Undated (AP) _ Talks in Detroit to settle a walkout by 10,500 striking teachers ended in deadlock early today, while 20,000 teachers in Philadelphia reached an agreement just before their contract expired.

Striking teachers reached a settlement today with a school district in Cherry Hill, N.J.

But in East St. Louis, Ill., public school teachers struck today after a 10-hour negotiating session over pay and other issues broke down, halting classes for more than 14,000 students two weeks after they began. No further talks were scheduled.

Court-ordered talks between the Detroit Board of Education and striking teachers ended at 1 a.m. No further negotiations were scheduled. A mediator ordered an independent review of both sides’ bargaining position.
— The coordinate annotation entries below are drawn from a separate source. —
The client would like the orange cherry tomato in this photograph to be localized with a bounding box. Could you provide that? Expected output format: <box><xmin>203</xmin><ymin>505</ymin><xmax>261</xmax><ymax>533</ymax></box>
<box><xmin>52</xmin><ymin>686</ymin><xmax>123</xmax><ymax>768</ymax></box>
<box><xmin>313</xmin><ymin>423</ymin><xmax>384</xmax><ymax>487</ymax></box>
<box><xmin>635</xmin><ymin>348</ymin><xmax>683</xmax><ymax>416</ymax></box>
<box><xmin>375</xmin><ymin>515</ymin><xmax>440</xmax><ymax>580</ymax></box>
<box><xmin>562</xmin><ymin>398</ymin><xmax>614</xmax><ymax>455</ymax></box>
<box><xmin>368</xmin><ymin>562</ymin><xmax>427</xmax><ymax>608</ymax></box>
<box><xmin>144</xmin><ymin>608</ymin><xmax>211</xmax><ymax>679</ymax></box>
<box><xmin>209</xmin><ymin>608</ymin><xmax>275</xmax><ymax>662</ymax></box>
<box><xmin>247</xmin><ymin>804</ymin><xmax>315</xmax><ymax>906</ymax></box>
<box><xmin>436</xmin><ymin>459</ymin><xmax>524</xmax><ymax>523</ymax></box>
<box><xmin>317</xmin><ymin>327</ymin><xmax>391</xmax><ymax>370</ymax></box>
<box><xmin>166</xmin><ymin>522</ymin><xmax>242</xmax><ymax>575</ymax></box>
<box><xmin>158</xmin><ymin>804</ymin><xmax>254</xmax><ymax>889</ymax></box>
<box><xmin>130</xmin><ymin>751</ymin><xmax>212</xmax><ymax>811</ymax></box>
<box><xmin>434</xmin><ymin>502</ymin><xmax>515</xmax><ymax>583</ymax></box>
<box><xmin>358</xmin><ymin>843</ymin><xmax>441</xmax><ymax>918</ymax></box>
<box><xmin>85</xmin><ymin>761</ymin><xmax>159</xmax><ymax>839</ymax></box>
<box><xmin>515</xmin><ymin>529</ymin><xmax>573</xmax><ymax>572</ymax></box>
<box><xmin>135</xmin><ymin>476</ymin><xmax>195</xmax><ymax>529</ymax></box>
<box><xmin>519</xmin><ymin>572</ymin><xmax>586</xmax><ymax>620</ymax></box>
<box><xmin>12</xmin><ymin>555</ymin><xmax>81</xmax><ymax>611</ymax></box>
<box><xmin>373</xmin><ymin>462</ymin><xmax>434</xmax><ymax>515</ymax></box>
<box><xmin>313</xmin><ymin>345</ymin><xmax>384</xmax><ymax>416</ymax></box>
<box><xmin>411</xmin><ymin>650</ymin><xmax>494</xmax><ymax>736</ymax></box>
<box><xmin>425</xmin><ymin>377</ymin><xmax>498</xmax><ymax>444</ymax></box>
Superintendent Deborah McGriff said she hoped the teachers would return to work, saying the review could take up to 1 1/2 months. John Elliott, president of the Detroit Federation of Teachers, said it was unlikely teachers would return.

If the union resists, McGriff said she would ask district lawyers to seek a back-to-work order. The judge who ordered both sides to negotiate through the Labor Day weekend rejected a similar request last week.

The strike began Aug. 31, extending summer vacation for 168,000 students.

The Detroit teachers’ union has asked for an 8 percent raise. The district offered no raise, but a 3 percent bonus for attending staff development workshops.

In Philadelphia, teachers agreed Monday night on a two-year contract that gives them no pay increases until January 1994, when they get a 3 percent raise.

Members of the Philadelphia Federation of Teachers who had gathered at the Civic Center for a possible strike authorization approved the contract by a voice vote. The agreement was announced at 11:30 p.m., half an hour before the teachers’ current contract expired.

The new pact preserves health, welfare and worker compensation benefits at the levels of the old contract, union president Ted Kirsch said.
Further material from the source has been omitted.